Prior to the adoption of this pioneering resolution, bremenports and the Fischereihafen operating company had already identified particularly suitable locations both in the Überseehafen area in Bremen itself and at Fischereihafen in Bremerhaven and conducted detailed assessments of the technical feasibility and the costs involved.

By the end of 2023, two shore power supply units will be installed for maritime shipping in the container throughput area in the city of Bremen, another one in the RoRo port area and one at the cruise terminal. At Fischereihafen, there will be three facilities for government vessels and one for research shipping, according to bremenports.

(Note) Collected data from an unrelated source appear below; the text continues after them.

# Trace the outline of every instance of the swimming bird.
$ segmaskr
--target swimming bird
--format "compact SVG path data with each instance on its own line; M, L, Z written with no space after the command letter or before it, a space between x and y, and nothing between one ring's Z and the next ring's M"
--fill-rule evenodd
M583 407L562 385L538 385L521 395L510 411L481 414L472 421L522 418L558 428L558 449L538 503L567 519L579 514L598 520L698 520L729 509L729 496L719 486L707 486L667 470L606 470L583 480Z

To date, the provision of shore power in Bremen has focussed on port and service vessels as well as inland shipping. Most of the berths for these sectors in Bremen und Bremerhaven have already been equipped with the necessary plant. The new investment programme will create another two facilities for inland shipping at Bremen’s Industriehafen, so that all the relevant mooring points for river traffic will then be equipped with shore power connections.

The total investments for all ten new connections will amount to €32.4 million, half of which will be funded by the Federal Land of Bremen, the other half by the federal government on the basis of an administrative agreement to be signed between the federal and state governments.

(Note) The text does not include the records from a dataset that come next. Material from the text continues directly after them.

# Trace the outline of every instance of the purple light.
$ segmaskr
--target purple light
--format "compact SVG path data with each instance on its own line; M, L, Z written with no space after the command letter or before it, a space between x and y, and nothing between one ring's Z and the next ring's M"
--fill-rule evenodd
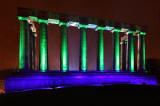
M75 78L81 79L81 78L84 78L84 76L75 76Z
M111 84L157 85L154 76L144 73L68 72L68 73L16 73L5 81L5 91L71 86L103 86Z

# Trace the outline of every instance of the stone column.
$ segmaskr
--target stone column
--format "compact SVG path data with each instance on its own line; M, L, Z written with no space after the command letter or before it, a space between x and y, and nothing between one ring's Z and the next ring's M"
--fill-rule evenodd
M87 71L87 38L86 38L86 28L87 25L80 24L80 70L82 72Z
M133 32L128 32L128 43L127 43L127 70L134 72L134 36Z
M113 31L113 70L120 71L120 53L119 53L119 32L120 29Z
M98 27L98 37L97 37L97 70L104 71L104 39L103 39L103 27Z
M68 32L67 32L67 23L60 22L61 27L61 71L68 71Z
M145 66L145 34L141 32L138 34L138 50L137 50L137 70L139 72L146 71Z
M34 33L30 30L30 69L35 70L36 67L36 42Z
M23 17L18 17L20 22L20 40L19 40L19 69L25 68L25 24Z
M47 20L39 19L40 23L40 71L48 69L48 46L47 46Z
M126 70L126 45L127 40L121 41L121 70Z
M20 21L20 41L19 41L19 69L29 69L29 24L27 17L18 17Z

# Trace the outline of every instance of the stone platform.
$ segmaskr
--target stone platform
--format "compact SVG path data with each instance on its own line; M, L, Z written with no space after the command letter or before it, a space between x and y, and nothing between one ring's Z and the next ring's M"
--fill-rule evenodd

“This political objective is in line with the European Union’s ‘Green Deal” and is also included in the present Coalition Agreement and the federal German Climate Protection Programme,” Schilling continued.

“Together with representatives of four other North German states and the federal government, I already signed a memorandum of understanding back in autumn 2019 regarding improvement of the framework conditions for the use of shore power at the ports. I am pleased to say that this memorandum of understanding is now being followed by tangible measures and that here at the ports of Bremen, we are not taking merely a small step, but a giant leap forward.”

At the same time, however, the Senator appealed to shipowners to design and operate more eco-friendly fleets on the whole. This involves retrofitting as many vessels as possible, as soon as possible, or commissioning new ships with the appropriate equipment for the use of shore power.

“We can only achieve our goal of clean shipping if everyone involved makes a concerted effort. The more ports that provide shore power, the more cost effective it will be for the shipping companies to adapt their vessels,” she stated.

Schilling further explained that it was even more important that shipping as a whole makes more effort to achieve emission-free shipping.

“Ships spend most of their time at sea, so it is only logical that more attention has to be paid to the use of new, low-emission or emission-free propulsion systems to back up the measures in place at the ports.” Schilling said.

Only days after the Senate announced the decision to provide shore power for shipping, another environmental milestone was achieved at the ports of Bremen — the first ship-to-ship LNG bunkering.

Iona, the newest cruise ship being built for P&O Cruises, was supplied for the first time with LNG by Nauticor’s bunker vessel Kairos.